Some 20 vehicles owned by UN and humanitarian agencies have been taken in Bor and Bentiu; storage facilities and warehouses looted; offices and accommodation compounds occupied and ransacked; and an UNMISS helicopter shot at, according to the UN Mission.
“This is unacceptable,” Ms. Johnson said. “I call on the leader of the anti-Government forces, Riek Machar Teny, to instruct the forces under his command to stop this practice, to make sure that looted assets and goods, including vehicles, are immediately returned, and to respect the operations of the UN and our humanitarian partners.”

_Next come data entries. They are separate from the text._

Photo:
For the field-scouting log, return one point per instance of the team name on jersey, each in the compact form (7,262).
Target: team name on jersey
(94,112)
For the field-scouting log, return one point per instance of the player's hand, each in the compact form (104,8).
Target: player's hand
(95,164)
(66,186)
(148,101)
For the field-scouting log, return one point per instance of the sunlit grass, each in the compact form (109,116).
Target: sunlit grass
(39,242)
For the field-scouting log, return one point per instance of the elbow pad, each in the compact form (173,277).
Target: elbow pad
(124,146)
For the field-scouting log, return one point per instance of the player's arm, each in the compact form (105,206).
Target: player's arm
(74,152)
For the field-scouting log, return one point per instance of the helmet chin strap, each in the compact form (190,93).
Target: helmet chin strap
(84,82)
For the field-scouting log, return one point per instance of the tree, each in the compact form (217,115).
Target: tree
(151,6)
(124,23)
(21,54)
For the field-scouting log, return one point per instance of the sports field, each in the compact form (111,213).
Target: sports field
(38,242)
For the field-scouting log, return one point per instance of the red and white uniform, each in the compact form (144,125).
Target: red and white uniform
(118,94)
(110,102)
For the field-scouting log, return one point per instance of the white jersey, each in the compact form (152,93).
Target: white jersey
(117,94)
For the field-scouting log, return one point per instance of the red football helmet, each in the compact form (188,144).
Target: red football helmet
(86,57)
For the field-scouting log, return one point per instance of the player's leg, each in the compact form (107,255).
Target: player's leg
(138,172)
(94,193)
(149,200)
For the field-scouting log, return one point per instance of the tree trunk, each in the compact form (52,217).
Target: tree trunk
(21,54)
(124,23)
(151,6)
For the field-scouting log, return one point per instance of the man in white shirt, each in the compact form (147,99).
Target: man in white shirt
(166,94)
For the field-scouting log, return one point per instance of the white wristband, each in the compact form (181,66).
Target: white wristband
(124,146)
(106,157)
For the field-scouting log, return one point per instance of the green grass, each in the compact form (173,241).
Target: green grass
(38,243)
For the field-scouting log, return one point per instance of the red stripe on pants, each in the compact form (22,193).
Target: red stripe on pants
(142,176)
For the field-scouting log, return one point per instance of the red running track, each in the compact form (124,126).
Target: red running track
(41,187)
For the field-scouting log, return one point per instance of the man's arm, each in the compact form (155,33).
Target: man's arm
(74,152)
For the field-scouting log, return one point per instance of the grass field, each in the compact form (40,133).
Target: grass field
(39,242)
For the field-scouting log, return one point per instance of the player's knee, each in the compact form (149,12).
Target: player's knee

Turning to the Government, Ms. Johnson urged officials “to facilitate the work of UNMISS at this critical time, and fully respect the mutually agreed legal framework for the UN’s work in the country”.
Government authorities have delayed UNMISS flights, which have transported critical supplies for peacekeepers, medical facilities and IDPs, and stopped some UNMISS patrols, the Mission noted.
Such activities, along with the impact of the ongoing fighting, are disrupting aid operations, the UN said.
“Conditions at the camps in Juba are dire,” UN Children’s Fund (UNICEF) spokesperson Marixie Mercado briefed journalists in Geneva. She added that UNICEF is especially concerned about conditions at camps outside Juba where intense fighting has limited access.
“Displaced populations, the majority of whom were women and children, faced desperate shortages of food, water and safe sanitation facilities,” she added, noting that UN agencies and partners are working to bring aid to the civilians.
Among new activities, a measles and polio vaccination campaign is underway to reach some 30,000 children under 15-years of age in Juba, and 37,000 children in Awerial county and Bentiu.
UNICEF also expressed concern about children separated from their parents, some in the dash to safety and others in the confusion of crowded camps.
The UN agency is also concerned that the current mobilization and recruitment to both sides could attract children under 18 years of age.
Among activities to try to bring some normalcy to the camps, UNICEF said it identified some 340 students in Juba who had been scheduled to take their eighth grade graduation exams in December. UN and partner organizations are working in support of community elders and teachers preparing the students to take those exams starting on Monday.